Gather AI Insights From Video Calls with Vision AI and the Video API
Published on April 17, 2024


This tutorial will show you how to set a video call using the Vonage Video API, take a screenshot of the video, and analyze the image.

Have you ever heard of the Google Cloud Platform Vision API? It’s cool to try it out and get data from the pictures. If you want to quickly try it out, you can add a photo and get a different type of analysis of it both in a JSON file and in a human-readable way.

Note: Currently, the Vonage Video API has arrived in our Vonage Dashboard, and as of now (March 2024), when this blog post was first written, you have 2000 minutes free to try it out.


  1. A Google Cloud account with access to Vision AI.

  2. Node.js at least 16 and npm.

  3. A webcam and microphone.

  4. Google Chrome, Firefox, or another supported browser.

  5. A code editor/ IDE.

  6. A Vonage API account

Vonage API Account

To complete this tutorial, you will need a Vonage API account.
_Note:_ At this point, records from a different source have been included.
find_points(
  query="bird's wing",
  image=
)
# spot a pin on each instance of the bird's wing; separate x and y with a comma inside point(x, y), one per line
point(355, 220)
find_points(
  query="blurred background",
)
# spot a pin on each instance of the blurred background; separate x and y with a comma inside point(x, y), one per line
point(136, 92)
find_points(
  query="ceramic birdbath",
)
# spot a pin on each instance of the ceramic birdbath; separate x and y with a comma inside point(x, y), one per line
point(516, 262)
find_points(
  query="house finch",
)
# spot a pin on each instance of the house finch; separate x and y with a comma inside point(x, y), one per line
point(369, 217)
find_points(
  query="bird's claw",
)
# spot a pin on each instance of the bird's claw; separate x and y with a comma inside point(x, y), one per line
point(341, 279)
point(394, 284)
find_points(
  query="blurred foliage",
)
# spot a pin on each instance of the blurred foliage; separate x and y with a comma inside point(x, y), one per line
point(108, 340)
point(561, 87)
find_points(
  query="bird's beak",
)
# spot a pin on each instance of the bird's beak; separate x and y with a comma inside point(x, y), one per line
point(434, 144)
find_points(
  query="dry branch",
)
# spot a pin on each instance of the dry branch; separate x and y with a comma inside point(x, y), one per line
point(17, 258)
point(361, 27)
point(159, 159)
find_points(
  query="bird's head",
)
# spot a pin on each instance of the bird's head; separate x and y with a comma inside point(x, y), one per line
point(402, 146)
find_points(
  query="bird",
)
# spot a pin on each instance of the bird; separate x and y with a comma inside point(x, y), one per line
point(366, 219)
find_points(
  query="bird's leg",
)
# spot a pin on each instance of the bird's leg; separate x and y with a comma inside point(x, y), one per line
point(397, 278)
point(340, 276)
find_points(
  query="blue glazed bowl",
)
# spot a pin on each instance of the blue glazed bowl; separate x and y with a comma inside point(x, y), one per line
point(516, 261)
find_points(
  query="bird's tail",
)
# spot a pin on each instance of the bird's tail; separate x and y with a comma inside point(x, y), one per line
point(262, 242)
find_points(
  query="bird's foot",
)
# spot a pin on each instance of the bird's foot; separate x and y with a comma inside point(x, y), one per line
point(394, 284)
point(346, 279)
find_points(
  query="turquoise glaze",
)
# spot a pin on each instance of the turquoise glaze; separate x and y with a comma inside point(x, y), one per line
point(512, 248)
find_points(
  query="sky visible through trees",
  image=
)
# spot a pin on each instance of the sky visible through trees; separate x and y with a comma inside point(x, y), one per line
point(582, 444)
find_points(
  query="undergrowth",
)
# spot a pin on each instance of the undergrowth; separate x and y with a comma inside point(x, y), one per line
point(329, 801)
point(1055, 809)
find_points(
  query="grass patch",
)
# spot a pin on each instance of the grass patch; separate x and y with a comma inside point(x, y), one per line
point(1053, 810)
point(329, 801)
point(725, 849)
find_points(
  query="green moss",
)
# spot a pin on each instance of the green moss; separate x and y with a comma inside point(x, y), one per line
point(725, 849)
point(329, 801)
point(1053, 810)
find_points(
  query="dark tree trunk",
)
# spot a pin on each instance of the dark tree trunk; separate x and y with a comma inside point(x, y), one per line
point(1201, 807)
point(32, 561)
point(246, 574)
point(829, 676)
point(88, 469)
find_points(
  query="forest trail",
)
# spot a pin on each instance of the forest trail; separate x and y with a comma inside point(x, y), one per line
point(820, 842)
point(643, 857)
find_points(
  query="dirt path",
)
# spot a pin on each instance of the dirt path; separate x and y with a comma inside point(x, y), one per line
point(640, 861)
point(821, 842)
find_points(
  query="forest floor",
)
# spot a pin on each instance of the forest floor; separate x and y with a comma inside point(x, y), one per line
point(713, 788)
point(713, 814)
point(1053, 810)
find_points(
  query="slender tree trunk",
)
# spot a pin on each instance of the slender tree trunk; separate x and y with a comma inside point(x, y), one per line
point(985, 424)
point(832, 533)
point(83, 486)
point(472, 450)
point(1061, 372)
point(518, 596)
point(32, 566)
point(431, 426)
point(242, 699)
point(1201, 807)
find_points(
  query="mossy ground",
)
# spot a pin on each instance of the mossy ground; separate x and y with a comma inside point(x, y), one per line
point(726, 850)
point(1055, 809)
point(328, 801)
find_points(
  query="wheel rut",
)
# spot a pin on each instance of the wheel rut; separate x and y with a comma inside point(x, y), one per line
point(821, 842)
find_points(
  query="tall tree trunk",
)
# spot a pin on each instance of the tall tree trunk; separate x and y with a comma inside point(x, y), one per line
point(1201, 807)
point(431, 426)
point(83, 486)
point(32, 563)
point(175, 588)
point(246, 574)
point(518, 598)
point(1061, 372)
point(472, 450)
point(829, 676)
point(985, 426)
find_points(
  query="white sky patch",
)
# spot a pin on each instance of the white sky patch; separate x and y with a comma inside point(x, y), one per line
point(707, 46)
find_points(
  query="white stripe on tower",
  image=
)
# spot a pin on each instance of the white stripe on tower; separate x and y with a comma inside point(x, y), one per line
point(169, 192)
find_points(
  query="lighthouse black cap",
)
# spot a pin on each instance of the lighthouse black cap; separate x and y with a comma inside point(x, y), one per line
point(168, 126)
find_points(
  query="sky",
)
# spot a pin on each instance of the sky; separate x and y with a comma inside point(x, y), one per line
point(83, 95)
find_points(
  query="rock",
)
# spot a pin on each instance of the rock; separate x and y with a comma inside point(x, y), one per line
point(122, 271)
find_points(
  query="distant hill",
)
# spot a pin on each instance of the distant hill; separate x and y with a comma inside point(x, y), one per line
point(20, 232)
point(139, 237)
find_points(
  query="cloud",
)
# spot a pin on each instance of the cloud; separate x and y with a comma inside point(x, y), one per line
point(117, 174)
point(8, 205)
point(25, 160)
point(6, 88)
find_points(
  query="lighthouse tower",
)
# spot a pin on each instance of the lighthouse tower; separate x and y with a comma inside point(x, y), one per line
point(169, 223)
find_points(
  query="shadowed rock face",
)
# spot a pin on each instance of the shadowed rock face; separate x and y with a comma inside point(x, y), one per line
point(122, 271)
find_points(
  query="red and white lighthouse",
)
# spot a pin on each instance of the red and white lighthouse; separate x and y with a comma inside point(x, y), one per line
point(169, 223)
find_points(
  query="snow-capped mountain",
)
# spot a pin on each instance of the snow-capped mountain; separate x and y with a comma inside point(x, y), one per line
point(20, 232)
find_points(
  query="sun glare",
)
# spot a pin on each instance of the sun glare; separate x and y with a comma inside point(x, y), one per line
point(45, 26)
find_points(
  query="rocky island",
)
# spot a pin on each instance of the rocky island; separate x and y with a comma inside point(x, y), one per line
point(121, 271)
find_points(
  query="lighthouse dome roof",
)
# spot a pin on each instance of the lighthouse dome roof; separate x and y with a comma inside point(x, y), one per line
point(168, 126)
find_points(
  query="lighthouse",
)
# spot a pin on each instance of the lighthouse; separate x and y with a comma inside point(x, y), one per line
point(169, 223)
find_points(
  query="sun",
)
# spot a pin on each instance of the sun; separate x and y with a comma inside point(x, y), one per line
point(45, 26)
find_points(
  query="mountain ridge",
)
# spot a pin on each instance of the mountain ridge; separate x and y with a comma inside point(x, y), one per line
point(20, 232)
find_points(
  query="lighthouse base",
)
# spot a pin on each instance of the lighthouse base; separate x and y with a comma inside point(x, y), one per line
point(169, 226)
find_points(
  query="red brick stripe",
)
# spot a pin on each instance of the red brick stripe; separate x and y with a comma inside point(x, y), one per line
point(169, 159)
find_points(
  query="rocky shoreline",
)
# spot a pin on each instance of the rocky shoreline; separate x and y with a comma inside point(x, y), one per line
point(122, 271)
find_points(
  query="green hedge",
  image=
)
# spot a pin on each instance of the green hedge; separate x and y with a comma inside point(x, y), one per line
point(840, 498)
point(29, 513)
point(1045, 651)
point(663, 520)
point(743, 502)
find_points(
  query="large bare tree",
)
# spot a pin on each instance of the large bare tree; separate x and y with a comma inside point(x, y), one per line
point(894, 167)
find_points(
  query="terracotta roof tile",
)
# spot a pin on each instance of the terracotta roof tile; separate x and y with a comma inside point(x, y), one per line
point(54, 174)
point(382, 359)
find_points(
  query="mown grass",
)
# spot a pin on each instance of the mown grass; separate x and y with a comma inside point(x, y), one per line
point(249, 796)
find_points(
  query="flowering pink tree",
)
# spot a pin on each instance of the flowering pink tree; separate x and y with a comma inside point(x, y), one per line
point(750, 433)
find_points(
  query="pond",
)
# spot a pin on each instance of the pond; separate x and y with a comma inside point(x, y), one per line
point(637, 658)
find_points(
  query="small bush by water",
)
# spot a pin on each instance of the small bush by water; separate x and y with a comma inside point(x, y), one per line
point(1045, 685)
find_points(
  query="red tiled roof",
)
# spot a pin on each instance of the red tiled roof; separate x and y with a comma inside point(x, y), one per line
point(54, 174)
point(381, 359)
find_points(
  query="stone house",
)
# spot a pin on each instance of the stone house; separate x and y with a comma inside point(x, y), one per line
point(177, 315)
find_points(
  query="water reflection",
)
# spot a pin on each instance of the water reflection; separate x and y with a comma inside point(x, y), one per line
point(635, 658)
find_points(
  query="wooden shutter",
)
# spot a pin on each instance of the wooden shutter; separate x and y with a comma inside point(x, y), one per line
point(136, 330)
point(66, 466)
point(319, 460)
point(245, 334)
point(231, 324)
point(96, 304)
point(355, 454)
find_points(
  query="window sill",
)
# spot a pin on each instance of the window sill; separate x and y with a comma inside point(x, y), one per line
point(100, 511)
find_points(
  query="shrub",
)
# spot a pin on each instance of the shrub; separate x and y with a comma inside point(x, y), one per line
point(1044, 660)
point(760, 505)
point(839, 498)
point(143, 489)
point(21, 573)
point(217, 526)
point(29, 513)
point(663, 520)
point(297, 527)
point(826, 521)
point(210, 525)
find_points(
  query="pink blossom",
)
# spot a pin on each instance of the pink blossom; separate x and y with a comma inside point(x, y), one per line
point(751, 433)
If you don’t have one already, you can sign up today and start building with free credit. Once you have an account, you can find your API Key and API Secret at the top of the Vonage API Dashboard.

Add Vision API to the Project

  1. Go to the Google Cloud Console and create a new project, name it, add the location, and click Create. The benefit of creating a new project is that once you’re done with this tutorial, you can delete the whole project and ensure you’re not using any resources related to the project.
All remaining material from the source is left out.